Summary: | Teacher Agency (TA) research has gained traction in the last few decades, but Higher Education Teacher Agency (HETA) research is scarce in the Global South. This study aimed to explore how university English teachers in Sri Lanka navigate workplace affordances and restraints in their agency enactment. This study utilized a narrative case study design and data from semi-structured conversation- like interviews with 6 participants. A narratively- driven thematic analysis using an ecological approach to agency facilitated the study.
Several affordances and restraints in the examined university context were identified and the findings reflected the dialectical nature of affordances and restraints that moved along a continuum.

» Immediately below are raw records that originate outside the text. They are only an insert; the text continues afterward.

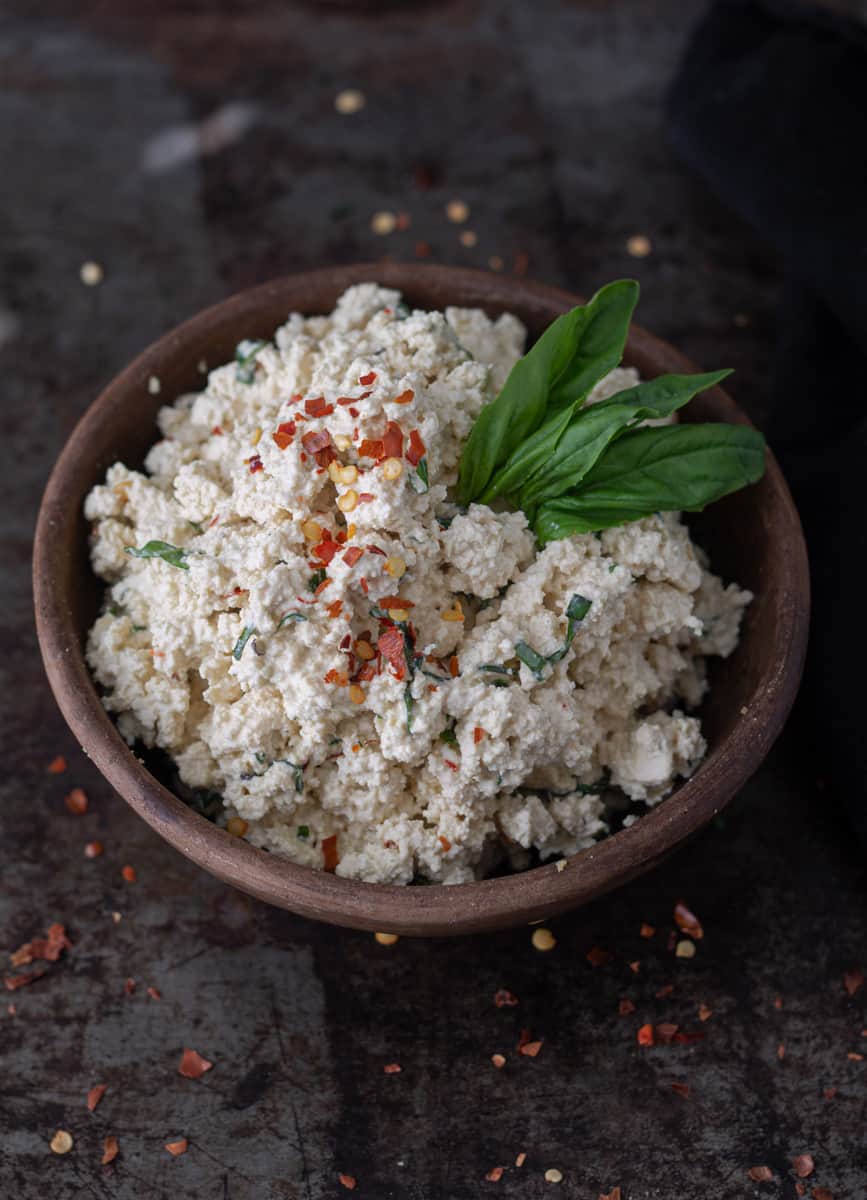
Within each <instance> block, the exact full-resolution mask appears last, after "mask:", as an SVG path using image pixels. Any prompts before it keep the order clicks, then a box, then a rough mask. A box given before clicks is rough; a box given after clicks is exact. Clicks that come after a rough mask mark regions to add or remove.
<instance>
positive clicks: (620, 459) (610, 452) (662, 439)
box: [533, 424, 765, 544]
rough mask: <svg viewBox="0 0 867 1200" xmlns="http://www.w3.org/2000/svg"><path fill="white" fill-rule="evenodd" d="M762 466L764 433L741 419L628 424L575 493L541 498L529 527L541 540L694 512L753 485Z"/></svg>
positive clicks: (763, 454) (759, 471)
mask: <svg viewBox="0 0 867 1200" xmlns="http://www.w3.org/2000/svg"><path fill="white" fill-rule="evenodd" d="M764 470H765V439H764V437H763V436H761V434H760V433H759V432H758V430H754V428H751V427H749V426H746V425H712V424H707V425H674V426H664V427H662V428H642V430H632V431H629V432H627V433H624V434H623V436H622V437H621V438H618V439H617V440H616V442H615V443H614V444H612V445H610V446H609V449H608V450H606V452H605V454H604V455H603V457H602V458H600V460H599V461H598V462H597V463H596V466H594V467H593V468H592V470H590V472H588V473H587V475H585V478H584V480H582V481H581V484H580V485H579V486H578V487H576V488H575V490H574V491H572V492H568V493H567V494H564V496H561V497H558V498H556V499H551V500H545V502H544V503H543V504H542V506H540V508H539V511H538V514H537V516H536V520H534V523H533V528H534V532H536V535H537V536H538V539H539V540H540V541H542V542H543V544H544V542H549V541H555V540H557V539H558V538H568V536H569V535H570V534H576V533H594V532H598V530H599V529H610V528H611V527H612V526H618V524H624V523H626V522H628V521H640V520H641V517H646V516H650V515H651V514H652V512H660V511H671V510H678V511H693V512H695V511H700V510H701V509H704V508H705V505H707V504H711V503H712V502H713V500H718V499H720V498H722V497H723V496H728V494H729V492H734V491H736V490H737V488H740V487H746V486H747V485H748V484H754V482H755V481H757V480H758V479H761V475H763V474H764Z"/></svg>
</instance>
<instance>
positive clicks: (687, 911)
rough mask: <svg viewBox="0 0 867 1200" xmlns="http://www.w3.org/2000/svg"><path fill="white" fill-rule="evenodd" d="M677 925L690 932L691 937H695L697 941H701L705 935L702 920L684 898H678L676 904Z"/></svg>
mask: <svg viewBox="0 0 867 1200" xmlns="http://www.w3.org/2000/svg"><path fill="white" fill-rule="evenodd" d="M675 925H677V928H678V929H680V930H681V931H682V932H684V934H688V935H689V937H694V938H695V941H696V942H700V941H701V938H702V937H704V936H705V931H704V929H702V928H701V922H700V920H699V918H698V917H696V916H695V913H694V912H692V911H690V910H689V908H687V906H686V904H684V902H683V900H678V901H677V904H676V905H675Z"/></svg>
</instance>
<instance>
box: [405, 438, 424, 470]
mask: <svg viewBox="0 0 867 1200" xmlns="http://www.w3.org/2000/svg"><path fill="white" fill-rule="evenodd" d="M426 452H427V451H426V446H425V444H424V442H423V440H421V434H420V433H419V431H418V430H413V431H412V433H411V434H409V449H408V450H407V452H406V461H407V462H408V463H411V464H412V466H413V467H418V464H419V463H420V462H421V460H423V458H424V456H425V454H426Z"/></svg>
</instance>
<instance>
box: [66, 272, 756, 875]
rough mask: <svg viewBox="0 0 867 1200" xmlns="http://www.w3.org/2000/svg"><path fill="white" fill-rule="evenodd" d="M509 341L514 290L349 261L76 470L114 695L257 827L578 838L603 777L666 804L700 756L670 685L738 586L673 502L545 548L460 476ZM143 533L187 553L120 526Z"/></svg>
mask: <svg viewBox="0 0 867 1200" xmlns="http://www.w3.org/2000/svg"><path fill="white" fill-rule="evenodd" d="M524 338H525V331H524V328H522V326H521V324H520V322H519V320H518V319H516V318H515V317H512V316H508V314H506V316H502V317H500V318H497V320H496V322H491V320H490V319H489V318H488V317H486V316H485V314H484V313H483V312H482V311H477V310H461V308H448V310H447V311H446V313H438V312H420V311H415V312H412V313H409V314H407V312H406V310H405V308H403V306H402V305H401V302H400V296H399V294H397V293H395V292H390V290H387V289H383V288H381V287H378V286H377V284H375V283H366V284H361V286H358V287H353V288H349V289H348V290H347V292H346V293H345V294H343V295H342V296H341V299H340V301H339V302H337V306H336V310H335V312H334V313H331V314H330V316H328V317H309V318H305V317H303V316H300V314H298V313H293V314H292V316H291V317H289V318H288V320H287V322H286V324H285V325H283V326H282V328H281V329H280V330H277V332H276V336H275V340H274V342H273V343H270V344H268V346H265V347H263V348H262V349H261V350H259V352H258V353H257V354H256V356H255V359H253V361H252V364H251V365H249V371H247V372H245V370H244V368H243V367H241V368H239V367H238V366H237V365H235V364H229V365H226V366H221V367H217V368H216V370H215V371H211V372H210V374H209V377H208V385H207V388H205V389H204V390H203V391H202V392H199V394H198V395H195V396H184V397H180V398H179V400H178V401H177V402H175V403H174V404H172V406H168V407H166V408H163V409H162V410H161V413H160V430H161V433H162V439H161V440H160V442H157V443H156V444H155V445H154V446H153V448H151V450H150V452H149V455H148V458H147V461H145V473H142V472H136V470H131V469H128V468H127V467H125V466H124V464H122V463H115V464H114V466H113V467H110V468H109V470H108V473H107V476H106V482H104V485H102V486H100V487H96V488H94V490H92V492H91V493H90V496H89V497H88V499H86V503H85V514H86V516H88V520H89V521H90V522H91V523H92V538H91V558H92V564H94V569H95V571H96V572H97V574H98V575H100V576H102V577H103V578H104V580H106V581H107V583H108V584H109V588H108V595H107V605H106V610H104V612H103V613H102V616H101V617H100V618H98V619H97V620H96V623H95V625H94V628H92V629H91V631H90V637H89V644H88V659H89V662H90V666H91V670H92V671H94V674H95V676H96V678H97V680H98V683H100V684H101V685H102V688H103V696H104V704H106V708H107V709H108V710H109V712H110V713H113V714H115V716H116V719H118V725H119V728H120V730H121V732H122V733H124V736H125V737H126V738H127V739H128V740H130V742H131V743H132V742H134V740H140V742H142V743H144V744H145V745H147V746H160V748H162V749H165V750H167V751H168V752H169V754H171V755H172V757H173V758H174V761H175V763H177V766H178V770H179V774H180V779H181V781H183V782H184V784H185V785H186V786H187V787H190V788H197V790H204V791H207V792H216V793H219V794H220V796H221V797H222V798H223V803H225V811H223V816H222V818H221V820H223V821H226V820H228V818H232V817H234V818H240V822H239V821H234V822H231V827H233V828H235V829H237V828H240V829H244V832H245V834H246V836H247V838H250V839H251V840H252V841H253V842H255V844H256V845H259V846H264V847H268V848H269V850H273V851H275V852H277V853H281V854H285V856H287V857H288V858H291V859H292V860H293V862H297V863H301V864H306V865H310V866H318V868H321V866H323V865H324V866H328V868H330V869H336V872H337V874H339V875H345V876H351V877H354V878H360V880H369V881H383V882H393V883H406V882H409V881H411V880H413V878H415V877H423V878H426V880H431V881H438V882H443V883H455V882H461V881H465V880H472V878H474V877H477V876H478V875H480V874H484V872H485V871H486V870H489V869H490V868H491V866H492V865H494V864H495V862H496V859H497V857H501V858H502V857H503V856H507V857H508V858H509V859H510V862H512V863H513V864H514V865H522V864H524V863H526V862H527V856H528V852H531V851H536V852H538V853H539V854H540V856H542V857H544V858H549V857H555V858H558V859H560V858H562V857H563V856H568V854H573V853H575V852H576V851H578V850H580V848H582V847H586V846H590V845H592V842H593V841H594V840H596V839H598V838H599V836H600V835H603V834H604V833H605V832H606V830H608V828H609V826H608V822H606V820H605V805H604V799H603V794H602V793H603V791H604V788H605V787H608V786H610V787H617V788H620V790H621V791H622V792H623V793H626V796H627V797H629V798H630V799H632V800H641V802H645V803H647V804H653V803H656V802H658V800H659V799H660V798H662V797H664V796H665V794H666V793H668V792H669V791H670V790H671V787H672V786H674V784H675V781H676V779H678V778H684V776H688V775H689V774H690V773H692V772H693V770H694V769H695V766H696V764H698V762H699V761H700V760H701V756H702V754H704V751H705V743H704V740H702V737H701V731H700V725H699V721H698V719H696V718H694V716H688V715H684V713H683V712H682V708H688V707H693V706H695V704H698V703H699V701H700V700H701V696H702V694H704V691H705V688H706V683H705V672H704V658H705V655H708V654H719V655H723V656H724V655H728V654H730V653H731V650H733V649H734V647H735V644H736V642H737V631H739V624H740V618H741V614H742V611H743V608H745V606H746V605H747V604H748V602H749V599H751V596H749V593H747V592H743V590H741V589H739V588H737V587H735V586H734V584H730V586H729V587H728V588H727V587H724V586H723V583H722V581H720V580H718V578H717V577H716V576H713V575H711V574H710V571H708V569H707V564H706V563H705V562H704V559H702V558H701V556H700V553H699V552H696V548H695V547H694V546H693V544H692V541H690V539H689V534H688V530H687V528H686V527H684V526H683V524H682V523H681V522H680V520H678V518H677V516H675V515H671V514H668V515H663V516H657V517H651V518H647V520H645V521H639V522H635V523H633V524H629V526H624V527H622V528H618V529H610V530H606V532H605V533H603V534H602V536H599V538H596V536H591V535H584V536H575V538H570V539H567V540H563V541H557V542H554V544H551V545H549V546H548V547H546V548H545V550H543V551H538V550H537V546H536V542H534V539H533V536H532V534H531V533H530V530H528V529H527V524H526V520H525V517H524V515H522V514H520V512H498V511H494V510H491V509H490V508H488V506H485V505H479V504H472V505H471V506H470V509H468V510H467V511H466V512H462V511H459V510H456V509H455V506H454V505H453V504H452V503H450V502H449V500H448V486H449V485H450V484H453V482H454V481H455V478H456V470H458V462H459V456H460V450H461V445H462V443H464V440H465V438H466V436H467V433H468V432H470V428H471V426H472V422H473V420H474V419H476V416H477V414H478V413H479V410H480V408H482V406H483V404H484V403H486V402H488V401H490V400H491V398H492V397H494V395H495V394H496V391H497V389H498V388H500V386H501V385H502V383H503V380H504V379H506V377H507V374H508V372H509V370H510V367H512V366H513V364H514V361H515V360H516V359H518V356H519V355H520V353H521V350H522V347H524ZM247 380H249V382H247ZM636 380H638V376H636V374H635V372H634V371H633V370H632V368H623V370H620V371H615V372H612V373H611V376H609V377H608V378H606V379H604V380H603V382H602V383H600V384H599V385H598V388H597V389H596V390H594V392H593V395H592V397H591V398H592V400H600V398H603V397H604V396H606V395H610V394H612V392H614V391H617V390H620V389H622V388H626V386H632V385H633V384H634V383H635V382H636ZM425 468H426V470H425ZM149 541H161V542H167V544H169V545H172V546H175V547H180V548H181V550H183V551H184V552H185V557H184V558H183V560H181V562H183V565H180V566H179V565H173V564H172V563H171V562H166V560H162V559H161V558H159V557H157V558H137V557H132V556H130V554H128V553H127V548H128V547H143V546H144V545H145V544H147V542H149ZM575 594H580V595H581V596H584V598H586V599H587V600H590V601H591V607H590V611H588V612H587V616H586V617H585V619H584V620H582V622H581V623H580V625H579V628H578V629H576V631H575V635H574V637H573V640H572V642H570V644H569V646H568V648H567V652H566V654H564V655H563V656H562V658H561V659H560V660H558V661H556V662H555V664H552V665H549V666H546V667H545V668H544V671H543V672H542V679H538V678H537V677H536V674H534V672H533V671H532V670H531V668H530V667H528V666H527V665H526V664H525V662H521V661H519V659H518V658H516V656H515V646H516V643H518V642H525V643H527V644H528V646H531V647H532V648H533V649H536V650H537V652H538V653H539V654H542V655H551V654H554V653H556V652H557V650H558V649H560V648H561V647H563V646H564V643H566V637H567V617H566V610H567V607H568V605H569V601H570V599H572V598H573V596H574V595H575ZM491 668H494V670H491ZM497 668H498V670H497ZM678 706H681V707H678ZM627 820H628V817H627ZM244 822H246V828H245V826H244ZM335 839H336V840H335ZM335 863H336V868H335Z"/></svg>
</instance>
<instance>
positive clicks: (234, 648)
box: [232, 625, 256, 662]
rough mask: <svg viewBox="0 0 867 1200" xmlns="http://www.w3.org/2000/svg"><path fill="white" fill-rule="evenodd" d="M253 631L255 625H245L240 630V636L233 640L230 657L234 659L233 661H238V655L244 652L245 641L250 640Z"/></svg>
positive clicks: (252, 633)
mask: <svg viewBox="0 0 867 1200" xmlns="http://www.w3.org/2000/svg"><path fill="white" fill-rule="evenodd" d="M255 632H256V628H255V625H245V626H244V629H243V630H241V636H240V637H239V638H238V641H237V642H235V648H234V650H232V658H233V659H234V660H235V662H239V661H240V656H241V654H243V653H244V647H245V646H246V644H247V642H249V641H250V638H251V637H252V636H253V634H255Z"/></svg>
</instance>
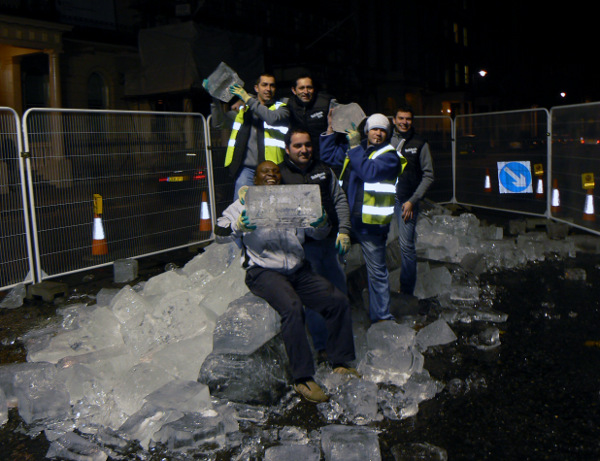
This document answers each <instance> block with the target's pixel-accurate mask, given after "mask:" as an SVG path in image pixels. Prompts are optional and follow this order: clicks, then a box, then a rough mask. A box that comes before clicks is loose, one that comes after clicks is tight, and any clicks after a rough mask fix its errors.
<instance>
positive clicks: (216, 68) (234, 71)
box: [204, 62, 244, 102]
mask: <svg viewBox="0 0 600 461" xmlns="http://www.w3.org/2000/svg"><path fill="white" fill-rule="evenodd" d="M235 84H238V85H240V86H241V87H243V86H244V81H243V80H242V79H241V78H240V77H239V76H238V74H237V73H236V72H235V71H234V70H233V69H232V68H231V67H229V66H228V65H227V64H225V63H224V62H221V63H219V65H218V66H217V68H216V69H215V70H214V71H213V73H212V74H210V75H209V76H208V78H207V79H206V84H205V85H204V89H205V90H206V91H208V93H209V94H210V95H211V96H212V97H213V98H215V99H219V100H221V101H223V102H229V101H231V98H233V94H231V93H230V92H229V87H230V86H232V85H235Z"/></svg>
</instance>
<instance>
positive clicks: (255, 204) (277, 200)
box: [246, 184, 323, 228]
mask: <svg viewBox="0 0 600 461" xmlns="http://www.w3.org/2000/svg"><path fill="white" fill-rule="evenodd" d="M246 213H247V215H248V219H249V220H250V222H251V223H252V224H254V225H256V226H257V227H279V228H294V227H310V224H311V223H314V222H315V221H317V220H318V219H319V218H320V217H321V215H322V214H323V209H322V206H321V193H320V191H319V186H317V185H316V184H294V185H285V186H282V185H280V186H251V187H249V188H248V192H246Z"/></svg>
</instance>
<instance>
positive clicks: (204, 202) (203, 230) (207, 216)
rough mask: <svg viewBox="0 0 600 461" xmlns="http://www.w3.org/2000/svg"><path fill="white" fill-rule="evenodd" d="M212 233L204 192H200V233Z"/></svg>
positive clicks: (207, 200) (205, 191)
mask: <svg viewBox="0 0 600 461" xmlns="http://www.w3.org/2000/svg"><path fill="white" fill-rule="evenodd" d="M210 231H212V224H211V222H210V210H209V208H208V200H207V196H206V191H204V192H202V204H201V205H200V232H210Z"/></svg>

When exploring the three dimensions of the ecological framework, the practical evaluative dimension, (here and now’) emerged as the most dominant dimension that influenced participants’ agency enactment. University English teachers navigated workplace affordances and restraints in a dynamic way and enacted agency as an immediate response to emergent situations in their workplace instead of drawing on their histories. The study also observed a lack of critical reflection in participants’ agency enactment.
The dominant role played by the workplace environment in participants’ agency enactment contrasted with previous empirical studies that highlighted the interplay between all three ecological dimensions. The study provides useful insights into institutional policies and practices that foster or restrain agency enactment in university contexts and presents avenues for future research.